= Sleeping preacher =

Type of Christian preacher
A sleeping preacher, also called trance-preacher, is a Christian, most often Protestant person who preaches, prophesies or addresses a public audience while "sleeping," that is, in a state of trance.

== History ==
The first reports of sporadic trance preachers, often children, are from the 16th and 17th century in Germany. Immediately after the revocation of the Edict of Nantes in 1685, a resistance movement broke out among the persecuted French Protestants of the Cevennes in Southern France. This movement, in which trance preaching was relatively widespread, is known as the "prophet movement", the "French Prophets" or eventually as the "Camisards". It spread to England in 1706 and to Germany and Switzerland in 1711 where its adherents took the name Wahre Insprierte, that is, 'True Inspirationalists'.

Amish sleeping preacher Noah Troyer lived three miles north of Kalona in Washington County, Iowa, which immediately adjoins Iowa County, where the Amana Colonies are situated, at the time the principal American establishment of the religious community of the Inspirationalists, also known as the Community of True Inspiration, who had brought trance preaching to North America.

An article of the Herald of Truth reported on 15 May 1882 that Noah Troyer had preached together with John D. Kauffman (1847–1913), who was also an Amish "sleeping preacher", both in an "unconscious state", Kauffman after Troyer, each for about two hours.

== Today==

The Kauffman Amish Mennonites, also called Sleeping Preacher Churches or Tampico Amish Mennonite Churches, are the only existing church that goes back to a sleeping preacher, namely John D. Kauffman.

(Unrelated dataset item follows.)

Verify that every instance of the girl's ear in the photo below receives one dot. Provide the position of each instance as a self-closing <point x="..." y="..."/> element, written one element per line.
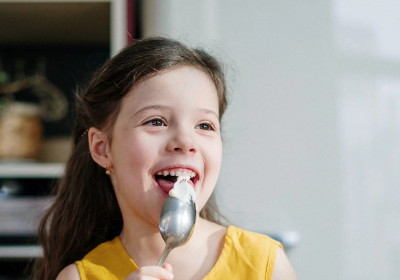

They are a Plain, car-driving branch of the Amish Mennonites that, in contrast to other Amish Mennonites, have largely retained the Pennsylvania German language and other traditions from the late 1800s.

In 2017, the Kauffman Amish Mennonites had some 2,000 baptized members and lived mainly in Missouri and Arkansas.

== Examples ==
- Johann Friedrich Rock (1678–1749) from Germany
- Anna Rogel (1751–1784) from Finland
- Constantine Blackmon Sanders (1831–1887), a Presbyterian from the U.S.
- Noah Troyer (1831–1886), an Amish man from the U.S.
- John D. Kauffman (1847–1913), an Amish man from the U.S.
- Helena Konttinen (1871–1916) from Finland
- Edgar Cayce (1877–1945) from the U.S.
- Amanda Matilda Reunanen (1894–1965) from Finland
- Maria Åkerblom (1898–1981) from Finland

== See also ==

- Shouter movement

== Literature ==
- Clarke Garrett: Spirit Possession and Popular Religion: From the Camisards to the Shakers, Baltimore, 1987.
- Aarni Voipio: Sleeping Preachers: a Study in Ecstatic Religiosity, Helsinki, 1951.
- Harry H. Hiller: The Sleeping Preacher: An Historical Study of the Role of Charisma in Amish Society in Pennsylvania Folklife 18 (Winter 1968/69), pages 19-31.
- Don Yoder: Trance-Preaching in the United States in Pennsylvania Folklife 18 (Winter 1968/69), pages 12-18.